Cross-workflow concurrency overlap: backend.yml, platform.yml, and the nightly pipeline use disjoint concurrency groups, so a push deploy and a nightly run could both update-service/update-agent-runtime the same service. Low probability; consider an environment-keyed deploy lock.

🟢 Nits

compute-content-hash.sh:94 expands a possibly-empty array under set -u; on macOS bash 3.2 the no---manifest (artifact-render) path errors. CI (bash 5) is fine; use "${MANIFESTS[@]+...}".
scripts/frontend/deploy.sh references ${AWS_REGION:?} but load-env.sh exports only CDK_AWS_REGION; CI sets it at job level but local runs fail.

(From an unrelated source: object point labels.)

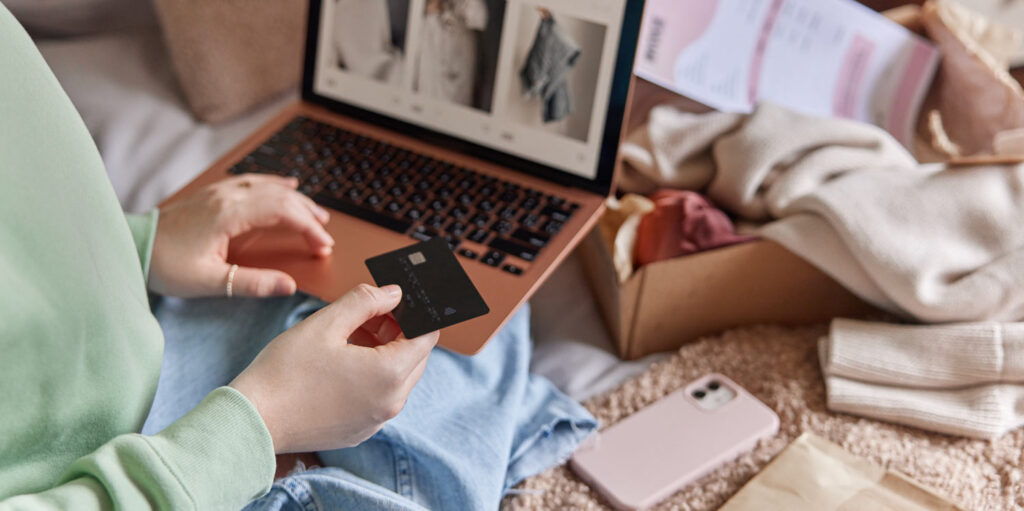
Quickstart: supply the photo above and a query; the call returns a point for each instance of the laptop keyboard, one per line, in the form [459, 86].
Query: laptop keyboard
[413, 194]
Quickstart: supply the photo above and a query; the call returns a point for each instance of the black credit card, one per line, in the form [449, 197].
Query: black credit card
[435, 290]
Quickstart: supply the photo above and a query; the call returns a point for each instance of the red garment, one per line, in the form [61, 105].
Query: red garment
[683, 222]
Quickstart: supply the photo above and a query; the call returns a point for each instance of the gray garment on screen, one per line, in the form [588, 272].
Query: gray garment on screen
[546, 70]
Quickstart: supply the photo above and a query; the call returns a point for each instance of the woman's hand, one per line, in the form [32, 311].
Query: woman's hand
[315, 391]
[189, 254]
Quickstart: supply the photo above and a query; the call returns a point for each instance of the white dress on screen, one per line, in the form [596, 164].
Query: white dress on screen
[446, 66]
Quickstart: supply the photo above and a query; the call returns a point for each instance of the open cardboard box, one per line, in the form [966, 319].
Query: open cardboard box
[669, 303]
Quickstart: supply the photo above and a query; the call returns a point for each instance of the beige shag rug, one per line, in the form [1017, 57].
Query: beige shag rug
[779, 367]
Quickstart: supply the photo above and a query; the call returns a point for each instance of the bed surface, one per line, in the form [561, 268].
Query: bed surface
[123, 86]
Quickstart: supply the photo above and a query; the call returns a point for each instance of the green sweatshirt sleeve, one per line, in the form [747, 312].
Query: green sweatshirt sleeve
[143, 230]
[172, 469]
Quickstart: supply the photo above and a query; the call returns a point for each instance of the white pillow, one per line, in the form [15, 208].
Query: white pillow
[80, 17]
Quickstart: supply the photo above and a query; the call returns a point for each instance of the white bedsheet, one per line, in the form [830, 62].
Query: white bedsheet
[125, 89]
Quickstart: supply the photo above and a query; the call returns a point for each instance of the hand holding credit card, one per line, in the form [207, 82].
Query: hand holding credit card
[435, 290]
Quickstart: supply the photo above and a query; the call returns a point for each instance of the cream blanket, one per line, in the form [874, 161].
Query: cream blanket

Mirror export AWS_REGION="${CDK_AWS_REGION}".
frontend-deploy.yml build job isn't gated on test-frontend (only deploy is) — wasted CPU, not a safety hole.
Stale config.artifacts.enabled doc-comments in artifact-render-token-secret-construct.ts:25 and spa-distribution-construct.ts:48; five vacuous no-assertion tests in config.test.ts's "Boolean Parsing" block; ~10 "stays in BackendStack" comments in platform-stack.ts the final collapse made false.
deploy-runtime-image-if-changed.sh rebuilds the update-agent-runtime payload from a hardcoded allow-list — a maintenance hazard if the control API adds required fields.

Recommendation

Strong architecture, not yet mergeable as-is. Blockers #1 (OAuth grants) and #3 (teardown) are fast fixes; #2 (image revert) needs an explicit design answer plus comment corrections. The doc drift and a regression-guard IAM test should ideally land in the same PR since they're part of the contract this refactor changes.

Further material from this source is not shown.